15. The method of claim 11, further comprising predicting the fleet to be within the predetermined range at a time frame using a navigation route for traversal by the vehicle.

16. The method of claim 11, further comprising, sending the predefined low priority data out in a delayed manner.

17. The method of claim 11, wherein the low priority data includes information indicative of at least one of: blind spot alerts; vehicle period data; vehicle speed; GPS/geo-fencing data; odometer; radar data; information alerts; or data configurable by fleet manager/authorized user.

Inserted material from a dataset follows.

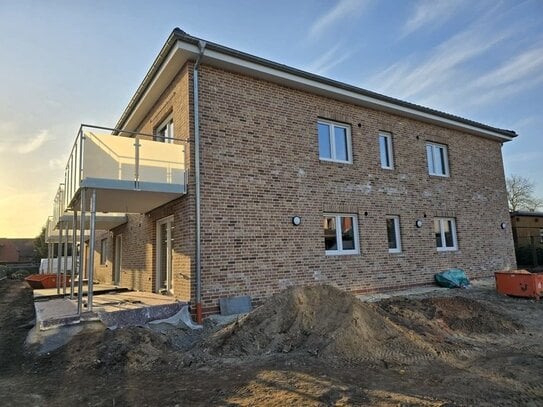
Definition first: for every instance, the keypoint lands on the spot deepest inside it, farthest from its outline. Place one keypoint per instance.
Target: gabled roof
(181, 47)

18. A vehicle, comprising a processor configured to:

predict a fleet to be within a predetermined range from the vehicle using location and navigation data from a cloud server; and

responsive to a result of prediction, pre-arrange predefined low priority data to be communicated collectively to the cloud server via the fleet, and predefined high priority data to be communicated to the cloud server individually.

19. The vehicle of claim 18, wherein the processor is further configured to

responsive to detecting the fleet being within a predetermined range, connect to the fleet via a wireless connection;

designate the vehicle or one of the vehicles of the fleet to be a lead vehicle and the rest to be follower vehicles; and

communicate both the low priority data and the high priority data to the cloud server in a pre-arranged manner.

20. The vehicle of claim 19, wherein the processor is further configured to designate the lead vehicle using at least one of the following factors: fuel level, signal strength, vehicle health, data subscription plan of the vehicle and vehicles of the fleet.